L'unione europea ha sostenuto con forza l'introduzione del dominio di primo livello ".eu". Il 3 settembre 2002 l'Unione europea ha pubblicato sulla Gazzetta ufficiale una Call for Expression con la quale si avvia il procedimento che, entro il febbraio 2003, porterà all'individuazione del Registry del dominio ".eu".) L'obiettivo è ambizioso: creare una identità intimamente europea nel cyberspazio riservata agli utenti europei. Anche qui valgono tuttavia le perplessità formulate per gli altri gTLD.

Come risolvere i conflitti tra i titolari dei domini nazionali che facciano domanda per lo stesso dominio ".eu"? Il dominio ".eu" presenta peculiarità che lo differenziano dagli altri gTLD: esso è infatti "meno" generico di questi ultimi, rivolgendosi espressamente ad entità europee o che in Europa abbiano la loro sede principale o vi svolgano la parte principale dei loro affari; vi è un riferimento geografico al continente europeo; è intimamente connesso alle politiche comunitarie dell'impresa e del mercato interno.

A questo punto non può ignorarsi un altro importante elemento: la presenza del marchio comunitario.
Infatti, non può non avere rilevanza il fatto che il richiedente il nuovo nome a dominio disponga già di questo importante diritto, al fine di vincere eventuali domande dei concorrenti. Sarebbe infatti assurdo ammettere un diritto di marchio in ambito comunitario destinato magari alle classi di prodotti o di servizi sensibili all'uso on line e poi precludere allo stesso titolare del marchio la possibilità di godere del dominio ".eu" magari assegnandolo ad altri richiedenti sprovvisti di tale marchio.
Ricordiamo inoltre che il Registry del dominio ".eu" dovrà predisporre una procedura di risoluzione delle controversie che tenga nel debito conto le raccomandazioni della WIPO di Ginevra.

Conclusione

Il settore dei domain name è in continuo movimento, e ogni sviluppo nella materia ha ripercussioni immediate sul piano del diritto della proprietà intellettuale e industriale. Come abbiamo visto, non è solo il rapporto tra marchio e domain name ad essere al centro dell'attenzione generale, mentre manca una disciplina uniforme da far valere per proteggere altre designazioni. Si invoca l'intervento dell'Organizzazione mondiale della sanità per il trattamento delle DCI, che in concerto con la ICANN potrebbe limitare l'uso illegittimo di tali denominazioni; ma per molte altre i punti interrogativi restano numerosi e aperti.

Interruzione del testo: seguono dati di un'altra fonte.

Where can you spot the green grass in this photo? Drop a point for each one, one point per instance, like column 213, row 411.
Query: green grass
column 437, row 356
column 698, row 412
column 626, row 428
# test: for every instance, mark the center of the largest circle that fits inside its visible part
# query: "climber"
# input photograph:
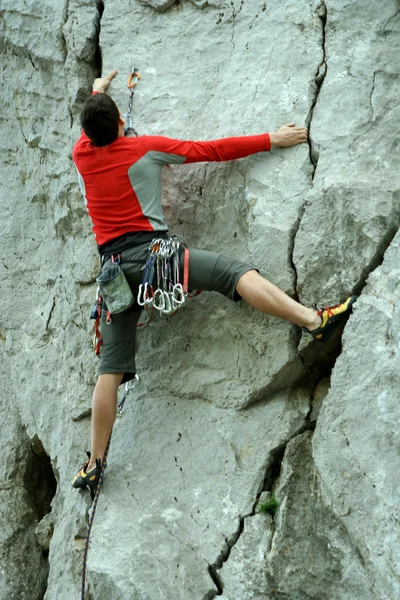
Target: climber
(120, 179)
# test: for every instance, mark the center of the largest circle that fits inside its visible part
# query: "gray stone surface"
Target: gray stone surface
(204, 433)
(356, 444)
(302, 552)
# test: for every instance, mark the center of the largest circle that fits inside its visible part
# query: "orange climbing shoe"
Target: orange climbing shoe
(91, 479)
(331, 316)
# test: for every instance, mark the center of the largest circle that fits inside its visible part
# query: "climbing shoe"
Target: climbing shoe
(84, 479)
(331, 316)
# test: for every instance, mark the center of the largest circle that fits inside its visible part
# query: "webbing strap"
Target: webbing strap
(185, 285)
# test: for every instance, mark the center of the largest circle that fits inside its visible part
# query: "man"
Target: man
(120, 179)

In definitiva, manca ai domain name la limitatezza territoriale e settoriale che nel mondo fisico permette di ottenere la concessione ponderata di diritti esclusivi e assoluti, e questa differenza originale è destinata ad emergere in tutta la sua evidenza.
Nello stesso tempo, seguendo attentamente le evoluzioni della materia soprattutto a livello internazionale, si potrà da un lato evitare passi falsi e dall'altro pianificare, proteggere e rinforzare il patrimonio di proprietà intellettuale di tutti i soggetti titolari di diritti di privativa.